How to handle toxic relationships

How to handle toxic relationships

This is the fourth article in a four-part series on decluttering your life.

Do you have relationships that drain or discourage you? It may be time to reassess if they are a good fit for your life.

“I think even the wisest among us can stay in difficult relationships for a long time for various reasons,” says Angela Buttimer, MS, NCC, RYT, LPC, a licensed psychotherapist at Cancer Wellness at Piedmont. “Perhaps we are people-pleasers or are not quite aware of how painful a relationship is until we get away from it.”

The people around us can influence us significantly, so if someone is putting you down, is constantly negative or isn’t supportive, it may be time to reduce your interactions with them.

Managing toxic relationships

“The first thing I have people think about is the frequency and length of engagement with a toxic person,” she says. “You may not want to remove someone from your life completely, but you may want to alter the timing and frequency of how you often engage with them.”

For example, if you talk to a family member on the phone every day and the conversations leave you drained or upset, perhaps you can cut back on how often you call him or her.
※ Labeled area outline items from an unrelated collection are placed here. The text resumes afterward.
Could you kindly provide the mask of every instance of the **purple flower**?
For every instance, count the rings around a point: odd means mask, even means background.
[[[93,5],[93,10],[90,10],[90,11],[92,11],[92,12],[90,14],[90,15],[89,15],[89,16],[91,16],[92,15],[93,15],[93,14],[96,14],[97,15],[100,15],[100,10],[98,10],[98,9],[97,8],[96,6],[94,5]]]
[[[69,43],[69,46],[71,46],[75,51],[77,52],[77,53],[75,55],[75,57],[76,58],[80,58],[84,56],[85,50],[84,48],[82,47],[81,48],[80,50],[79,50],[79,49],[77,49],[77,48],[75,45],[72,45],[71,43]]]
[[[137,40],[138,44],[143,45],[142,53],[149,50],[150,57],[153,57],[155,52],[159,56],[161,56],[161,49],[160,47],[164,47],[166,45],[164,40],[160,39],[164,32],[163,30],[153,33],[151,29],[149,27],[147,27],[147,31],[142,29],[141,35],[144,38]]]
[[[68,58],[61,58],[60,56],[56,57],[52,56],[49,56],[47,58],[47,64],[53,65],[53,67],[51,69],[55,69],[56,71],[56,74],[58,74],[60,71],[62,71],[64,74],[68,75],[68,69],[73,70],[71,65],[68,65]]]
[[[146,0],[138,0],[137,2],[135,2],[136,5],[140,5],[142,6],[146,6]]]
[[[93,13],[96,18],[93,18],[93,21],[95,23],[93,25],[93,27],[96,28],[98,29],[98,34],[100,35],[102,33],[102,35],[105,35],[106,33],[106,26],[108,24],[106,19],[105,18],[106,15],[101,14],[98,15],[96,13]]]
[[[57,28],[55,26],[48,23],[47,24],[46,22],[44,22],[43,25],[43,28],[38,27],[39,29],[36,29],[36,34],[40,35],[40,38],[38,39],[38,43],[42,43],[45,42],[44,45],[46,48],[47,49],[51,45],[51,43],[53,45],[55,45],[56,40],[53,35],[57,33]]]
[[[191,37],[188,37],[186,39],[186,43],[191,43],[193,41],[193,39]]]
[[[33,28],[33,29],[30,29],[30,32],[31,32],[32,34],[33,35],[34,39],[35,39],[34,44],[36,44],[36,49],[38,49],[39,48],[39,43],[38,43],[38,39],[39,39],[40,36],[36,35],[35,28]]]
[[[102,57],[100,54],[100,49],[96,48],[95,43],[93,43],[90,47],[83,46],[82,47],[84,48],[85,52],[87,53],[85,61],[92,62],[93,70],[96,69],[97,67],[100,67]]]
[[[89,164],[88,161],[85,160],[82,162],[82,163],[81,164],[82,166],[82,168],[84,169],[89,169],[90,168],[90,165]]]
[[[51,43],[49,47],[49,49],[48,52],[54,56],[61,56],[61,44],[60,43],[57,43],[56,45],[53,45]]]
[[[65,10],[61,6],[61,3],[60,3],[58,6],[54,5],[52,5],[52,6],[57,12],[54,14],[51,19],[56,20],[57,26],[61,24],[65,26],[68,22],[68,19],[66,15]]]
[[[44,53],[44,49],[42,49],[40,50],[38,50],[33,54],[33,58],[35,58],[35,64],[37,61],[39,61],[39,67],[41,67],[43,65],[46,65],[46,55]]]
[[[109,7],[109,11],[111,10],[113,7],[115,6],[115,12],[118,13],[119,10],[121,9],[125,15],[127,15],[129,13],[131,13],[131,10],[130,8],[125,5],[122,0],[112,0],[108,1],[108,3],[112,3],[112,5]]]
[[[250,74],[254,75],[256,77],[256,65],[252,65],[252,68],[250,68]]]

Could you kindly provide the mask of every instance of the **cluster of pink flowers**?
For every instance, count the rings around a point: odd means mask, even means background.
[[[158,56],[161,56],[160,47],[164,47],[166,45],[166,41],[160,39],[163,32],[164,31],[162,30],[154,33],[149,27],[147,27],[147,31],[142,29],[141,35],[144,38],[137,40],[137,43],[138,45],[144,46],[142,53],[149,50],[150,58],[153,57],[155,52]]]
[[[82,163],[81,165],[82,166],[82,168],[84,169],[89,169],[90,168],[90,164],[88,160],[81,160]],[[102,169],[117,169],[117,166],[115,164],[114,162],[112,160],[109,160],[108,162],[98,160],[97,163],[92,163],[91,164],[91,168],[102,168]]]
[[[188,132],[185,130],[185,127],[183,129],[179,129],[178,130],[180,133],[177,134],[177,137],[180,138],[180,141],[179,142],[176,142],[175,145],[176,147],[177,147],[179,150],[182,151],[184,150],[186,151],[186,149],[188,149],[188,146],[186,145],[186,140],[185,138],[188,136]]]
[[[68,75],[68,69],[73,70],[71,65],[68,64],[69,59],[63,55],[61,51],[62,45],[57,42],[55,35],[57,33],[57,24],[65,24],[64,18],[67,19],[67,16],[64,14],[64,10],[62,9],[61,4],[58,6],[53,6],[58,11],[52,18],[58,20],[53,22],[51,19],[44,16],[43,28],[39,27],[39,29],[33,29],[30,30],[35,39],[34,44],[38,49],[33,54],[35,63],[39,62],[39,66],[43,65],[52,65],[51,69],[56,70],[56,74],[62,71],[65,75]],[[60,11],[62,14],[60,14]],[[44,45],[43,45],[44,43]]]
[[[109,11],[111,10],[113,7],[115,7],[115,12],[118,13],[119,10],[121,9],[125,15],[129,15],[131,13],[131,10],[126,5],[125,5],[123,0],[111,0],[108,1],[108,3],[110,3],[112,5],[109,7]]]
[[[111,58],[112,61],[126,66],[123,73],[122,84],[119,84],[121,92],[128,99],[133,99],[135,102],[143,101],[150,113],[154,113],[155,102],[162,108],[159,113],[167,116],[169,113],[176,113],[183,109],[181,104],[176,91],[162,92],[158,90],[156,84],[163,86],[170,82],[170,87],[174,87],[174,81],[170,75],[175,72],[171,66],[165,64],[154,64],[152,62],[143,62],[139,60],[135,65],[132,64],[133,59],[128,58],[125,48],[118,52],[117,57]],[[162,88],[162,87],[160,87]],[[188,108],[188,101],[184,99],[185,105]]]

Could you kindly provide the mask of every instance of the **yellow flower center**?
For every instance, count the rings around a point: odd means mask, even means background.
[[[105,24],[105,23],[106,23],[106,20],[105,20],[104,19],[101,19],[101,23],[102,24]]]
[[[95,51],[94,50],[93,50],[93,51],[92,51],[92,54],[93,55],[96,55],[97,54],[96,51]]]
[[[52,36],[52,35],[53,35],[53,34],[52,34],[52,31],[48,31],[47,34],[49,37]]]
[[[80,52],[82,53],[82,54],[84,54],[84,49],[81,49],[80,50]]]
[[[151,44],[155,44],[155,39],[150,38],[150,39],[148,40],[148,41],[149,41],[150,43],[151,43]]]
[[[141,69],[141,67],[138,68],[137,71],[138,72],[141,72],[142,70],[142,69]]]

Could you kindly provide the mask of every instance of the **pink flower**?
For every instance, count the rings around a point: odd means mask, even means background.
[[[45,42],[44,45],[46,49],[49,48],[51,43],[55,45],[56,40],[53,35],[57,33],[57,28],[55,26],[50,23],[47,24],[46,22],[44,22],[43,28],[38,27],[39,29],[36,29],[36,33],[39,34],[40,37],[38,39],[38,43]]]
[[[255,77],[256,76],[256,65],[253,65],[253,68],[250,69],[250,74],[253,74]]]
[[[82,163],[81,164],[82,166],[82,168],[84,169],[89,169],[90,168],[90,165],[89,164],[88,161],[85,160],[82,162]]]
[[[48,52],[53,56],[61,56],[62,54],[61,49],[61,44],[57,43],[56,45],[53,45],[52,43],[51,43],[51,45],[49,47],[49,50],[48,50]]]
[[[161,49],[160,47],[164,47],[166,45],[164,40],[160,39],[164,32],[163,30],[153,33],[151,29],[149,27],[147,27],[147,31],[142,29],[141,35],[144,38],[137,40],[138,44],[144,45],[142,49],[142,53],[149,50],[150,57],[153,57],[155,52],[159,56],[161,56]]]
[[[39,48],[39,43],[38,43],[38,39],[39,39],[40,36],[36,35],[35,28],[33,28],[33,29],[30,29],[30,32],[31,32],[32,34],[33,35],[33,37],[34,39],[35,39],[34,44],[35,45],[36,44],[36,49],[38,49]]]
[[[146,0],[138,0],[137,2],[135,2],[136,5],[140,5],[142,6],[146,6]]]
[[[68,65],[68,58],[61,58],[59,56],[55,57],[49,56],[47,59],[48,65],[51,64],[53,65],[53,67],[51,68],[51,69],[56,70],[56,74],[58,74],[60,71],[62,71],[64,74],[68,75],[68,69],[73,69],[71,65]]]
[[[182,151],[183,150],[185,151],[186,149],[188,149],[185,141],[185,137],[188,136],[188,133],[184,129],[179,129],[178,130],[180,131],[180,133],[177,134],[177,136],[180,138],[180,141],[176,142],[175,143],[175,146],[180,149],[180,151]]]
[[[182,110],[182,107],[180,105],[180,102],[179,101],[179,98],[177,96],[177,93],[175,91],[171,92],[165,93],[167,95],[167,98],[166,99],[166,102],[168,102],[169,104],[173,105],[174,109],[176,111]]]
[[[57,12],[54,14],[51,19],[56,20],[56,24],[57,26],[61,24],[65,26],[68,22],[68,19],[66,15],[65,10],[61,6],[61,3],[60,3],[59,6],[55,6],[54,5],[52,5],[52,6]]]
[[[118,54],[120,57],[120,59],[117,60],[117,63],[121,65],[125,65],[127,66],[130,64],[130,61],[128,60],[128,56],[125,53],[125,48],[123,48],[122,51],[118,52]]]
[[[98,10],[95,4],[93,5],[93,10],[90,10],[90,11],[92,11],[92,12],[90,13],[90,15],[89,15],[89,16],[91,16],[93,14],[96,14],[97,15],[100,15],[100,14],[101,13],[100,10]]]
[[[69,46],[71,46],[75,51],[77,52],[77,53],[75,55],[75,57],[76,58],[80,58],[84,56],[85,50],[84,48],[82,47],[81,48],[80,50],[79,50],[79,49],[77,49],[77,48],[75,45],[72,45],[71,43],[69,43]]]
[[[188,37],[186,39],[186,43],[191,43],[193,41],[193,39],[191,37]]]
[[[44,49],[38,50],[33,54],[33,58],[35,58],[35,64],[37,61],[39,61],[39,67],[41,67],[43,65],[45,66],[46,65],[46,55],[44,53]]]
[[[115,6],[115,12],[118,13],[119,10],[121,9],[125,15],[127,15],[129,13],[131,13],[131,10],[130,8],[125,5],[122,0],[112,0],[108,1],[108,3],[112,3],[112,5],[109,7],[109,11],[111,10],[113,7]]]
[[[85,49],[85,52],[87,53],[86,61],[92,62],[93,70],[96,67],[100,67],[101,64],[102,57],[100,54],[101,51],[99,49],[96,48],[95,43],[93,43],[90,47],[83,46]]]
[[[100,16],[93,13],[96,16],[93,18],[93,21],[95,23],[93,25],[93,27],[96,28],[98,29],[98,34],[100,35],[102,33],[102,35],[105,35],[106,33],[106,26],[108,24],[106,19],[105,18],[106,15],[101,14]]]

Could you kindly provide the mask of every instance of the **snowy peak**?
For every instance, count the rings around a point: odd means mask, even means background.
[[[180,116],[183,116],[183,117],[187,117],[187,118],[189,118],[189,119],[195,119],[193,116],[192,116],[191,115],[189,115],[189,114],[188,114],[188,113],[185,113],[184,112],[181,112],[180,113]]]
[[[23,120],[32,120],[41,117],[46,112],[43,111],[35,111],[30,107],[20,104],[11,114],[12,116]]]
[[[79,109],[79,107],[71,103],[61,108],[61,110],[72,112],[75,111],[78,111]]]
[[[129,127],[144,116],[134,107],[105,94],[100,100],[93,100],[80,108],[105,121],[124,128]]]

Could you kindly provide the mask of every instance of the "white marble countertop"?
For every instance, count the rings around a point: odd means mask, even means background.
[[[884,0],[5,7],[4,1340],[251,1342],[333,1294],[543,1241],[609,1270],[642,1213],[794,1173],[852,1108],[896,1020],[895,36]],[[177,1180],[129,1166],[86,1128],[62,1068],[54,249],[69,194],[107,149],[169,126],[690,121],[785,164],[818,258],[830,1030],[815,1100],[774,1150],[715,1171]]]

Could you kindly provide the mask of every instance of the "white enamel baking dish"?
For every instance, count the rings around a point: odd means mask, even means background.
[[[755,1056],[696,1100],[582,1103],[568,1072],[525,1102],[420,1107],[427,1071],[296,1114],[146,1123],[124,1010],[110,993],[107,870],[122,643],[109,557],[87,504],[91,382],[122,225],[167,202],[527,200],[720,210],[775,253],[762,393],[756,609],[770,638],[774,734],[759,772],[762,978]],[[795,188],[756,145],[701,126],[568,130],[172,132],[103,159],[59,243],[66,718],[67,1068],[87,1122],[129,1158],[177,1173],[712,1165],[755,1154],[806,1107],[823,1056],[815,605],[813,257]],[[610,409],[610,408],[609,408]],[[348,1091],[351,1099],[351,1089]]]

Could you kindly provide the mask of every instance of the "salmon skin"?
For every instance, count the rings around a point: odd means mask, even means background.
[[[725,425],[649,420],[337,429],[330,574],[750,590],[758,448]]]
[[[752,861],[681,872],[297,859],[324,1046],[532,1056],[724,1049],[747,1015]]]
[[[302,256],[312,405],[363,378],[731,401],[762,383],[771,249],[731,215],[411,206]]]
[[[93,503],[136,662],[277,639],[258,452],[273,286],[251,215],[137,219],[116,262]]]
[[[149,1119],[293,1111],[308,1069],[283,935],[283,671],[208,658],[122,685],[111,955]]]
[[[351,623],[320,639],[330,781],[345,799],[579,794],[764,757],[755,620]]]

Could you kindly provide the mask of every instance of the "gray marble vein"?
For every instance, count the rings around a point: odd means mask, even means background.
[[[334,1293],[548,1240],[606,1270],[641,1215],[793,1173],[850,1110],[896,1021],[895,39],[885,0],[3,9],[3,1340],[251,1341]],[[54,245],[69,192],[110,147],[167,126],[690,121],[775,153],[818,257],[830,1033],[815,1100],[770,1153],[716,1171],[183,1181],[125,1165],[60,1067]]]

Or if a friend frequently insults you or isn’t supportive of your goals, perhaps you reduce how often you get together.

When relationships grow apart

Then there are people who are no longer a good fit in our lives.

“As we all evolve and grow, we may take different paths in life and there is no longer a supportive dynamic in the relationship,” explains Buttimer. “It doesn’t mean you or your friend are good or bad, it’s simply means you are choosing different paths.”

Preserving your love and energy

When you make adjustments to toxic relationships, you preserve your love and energy for people who support you and who need your support in return.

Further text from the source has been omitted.